The End, Otherwise Known As The Beginning


On a recent trip back to Canada, I was on my way home from wherever I’d been wandering, and I decided to stroll through the Public Gardens off Spring Garden Road. I exited through the old wrought-iron gate that drops you out onto Sackville Street, across from the CBC Radio-Canada building.  I thought a lot about opportunities I had lost in recent years, including the maybe-sorta if-you-lived-here offer from CBC two years ago, following my interview on Weekend Mornings. At the time, I was still married and living in Miami, and I thought if things had been different, that it would have been a tremendous opportunity to work for Canada’s most respected broadcaster.  We all risk losing wonderful opportunities when we hold on too long to what we may already know is not right for us.   

Walking out of the park that day, I felt a pang in my heart, and asked myself why it had taken me too long to see, and so long to get out of that relationship, and what I’d lost by being so haphazard in my decision-making throughout life.

Many circumstances during my most recent trip amounted to a final decision for me; that I would sail my boat home in the Spring.  I’m perhaps famous for deciding on a road to follow, reasons for which I probably possess at least momentarily, but then quickly forget, then end up  following through with, more-less blindfolded.  That hasn’t always worked out so well for me, but I’m no longer sure that I know any other way to live. What other instructions are there to follow, but intuition, right or wrong, telling you this is where you belong, if only for a while?

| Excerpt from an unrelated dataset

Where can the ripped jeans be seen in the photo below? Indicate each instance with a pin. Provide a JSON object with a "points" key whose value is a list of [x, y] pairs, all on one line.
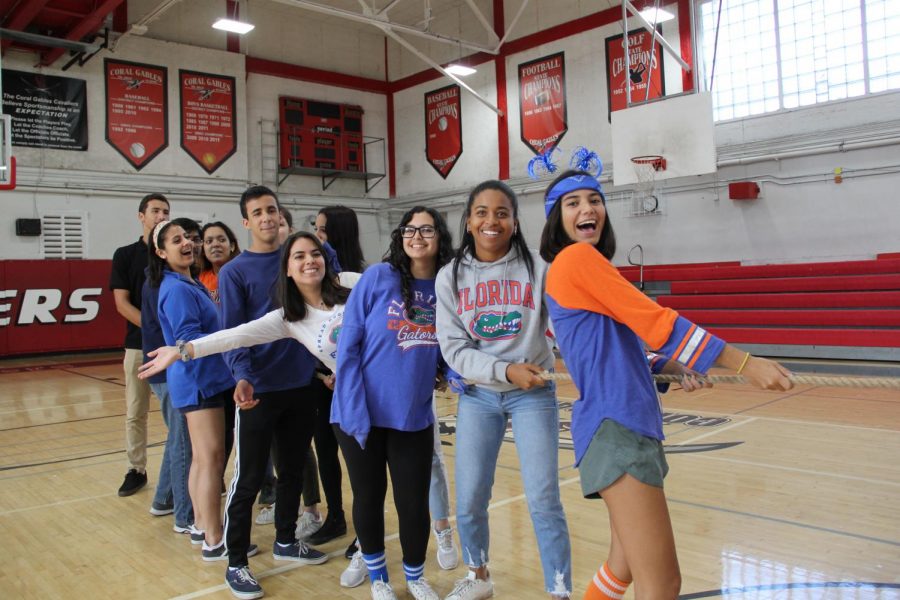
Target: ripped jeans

As I prepare to sail home, it doesn’t feel like anything is about to change. Every day feels like the other, aside from a slightly increasing stress of bringing everything together by my self-imposed deadline.  It’s all very reminiscent of my departure for Cuba seven years ago.  Some days it can feel like you’re going nowhere, and the tedium of mediocre repetitive days leave you with the impression that you’ve accomplished nothing.  But, when I sum up the last 7 years, I’m able to reassure myself that I have packed in some life experience; some of it good, some of it horrific, and others are moments of absolute bliss that I wouldn't trade for any amount of comfort and certainty of an ordinary life. 

But, I know myself, I have all but stalled-out here in Miami.

As a good friend recently helped me see, not everyone deserves the benefit of the doubt.  I’ve spent a lot of my heart on people in whom I thought I could see more, only to learn it was never there; it was just a projection of my own hope, for both them, and for myself.   Right now, I feel like it has been a lot of wasted time.  But someday, I am sure, I will see a greater value in my treading water in Miami for as long as I have. There’s a reason, and whatever that reason is, it has led me to a new beginning.

The Miami River will soon be in the rear-view mirror, and along with it, past hopes of what I once thought would have, could have, been a good life.

A good life still awaits… anywhere but here.